Park Day is returning to Springfield this year after being canceled by the COVID-19 pandemic the past few years, Rost said.

"It's a day that people come back to Springfield from outside the community," Rost said.

The Springfield celebration has included parades, beauty pageants, speakers, sporting events and food, he said.

There's a July 20, 1950, excerpt from the Henry County Democrat in Clinton.

"The annual Emancipation Day picnic, celebrating the famous Lincoln proclamation of 1864 which declared slaves free citizens, will be held for two days beginning August 4th," the excerpt reads. "Melvin Brame and Mort Cooper, officials in charge of the event, announced that facilities will be set-up on the northern part of Main Street. The picnic food will consist of fried chicken and fish. A dance is scheduled for the 4th with an orchestra playing at Legion Building in City Park."

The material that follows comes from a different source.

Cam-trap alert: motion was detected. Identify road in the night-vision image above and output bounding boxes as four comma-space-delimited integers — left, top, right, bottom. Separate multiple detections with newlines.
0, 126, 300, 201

And from the Aug. 5, 1944, Joplin Globe:

"Negroes from Springfield and Negro soldiers from Camp Crowder were special guests yesterday and last night at an annual Emancipation Day celebration in Ewert Park. Baseball games and swimming events were a feature of the afternoon program. A band from Springfield played at intervals during the day. Music was provided last night for dancing.

"Soldiers were feted to a watermelon feast. Picnic meals were enjoyed at noon and last night. Barbecued meats were prepared at the park and other foods sold at concession stands."

Gary Kremer, executive director of the State Historical Society of Missouri, will talk on the topic at 3 p.m. Sunday at Brown's Chapel in Arrow Rock.

"Celebrating Freedom in Missouri: From Emancipation Day to Juneteenth" is the title of Kremer's speech.